Te dejé en Irigoyen. En esa estación en la que una vez, al pasar fugazmente, vi el atardecer plasmarse entre el contraste de las sombras de viajeros, que sentados sobre los bancos de aquella estación esperaban a la vida para impregnar sus pobres cuerpos.
¿Puedo esperar que hayas leído lo que mi mirada tuvo para decirte, o lo que mi sonrisa dijo a pesar de la tristeza?
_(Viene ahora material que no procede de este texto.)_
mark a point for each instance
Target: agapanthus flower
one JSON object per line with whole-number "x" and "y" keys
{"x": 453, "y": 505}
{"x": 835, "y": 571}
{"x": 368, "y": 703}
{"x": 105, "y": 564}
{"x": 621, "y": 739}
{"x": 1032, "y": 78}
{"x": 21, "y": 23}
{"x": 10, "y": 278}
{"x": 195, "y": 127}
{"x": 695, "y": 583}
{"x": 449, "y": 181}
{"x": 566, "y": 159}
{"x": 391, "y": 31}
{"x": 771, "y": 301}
No fueron mentiras tejidas en mi cara, pero apenas si podemos entendernos con palabras, con esa limitación que traen impresas ¡como si ya no tuviéramos suficientes vergüenzas en el alma!
Aunque ahora te esté recordando, elegí esa estación, por que es la estación del olvido, bajar en Irigoyen, respirar su aire, su viento de amnesia, y volver como recién nacidos.
A pesar de eso, hay otro olvido en Irigoyen, es aquel que atrapa a sus pasajeros, entre el rechinar de metales, el ruido de las bocinas lejanas y el misterio de sus andenes vacíos. Tuve que arriesgarte a ese olvido, con el temor de que caminaras junto a esas vidas que no saben quienes son.
Sobre éste tren que parte hacia un lugar distante, miro atrás, contemplo tu figura alejarse, volverse sombra. Allí es cuando me parece ver como cada uno de los encantos de Irigoyen te va rodeando, y haciendo gala de sus maromas te vuelven parte de él.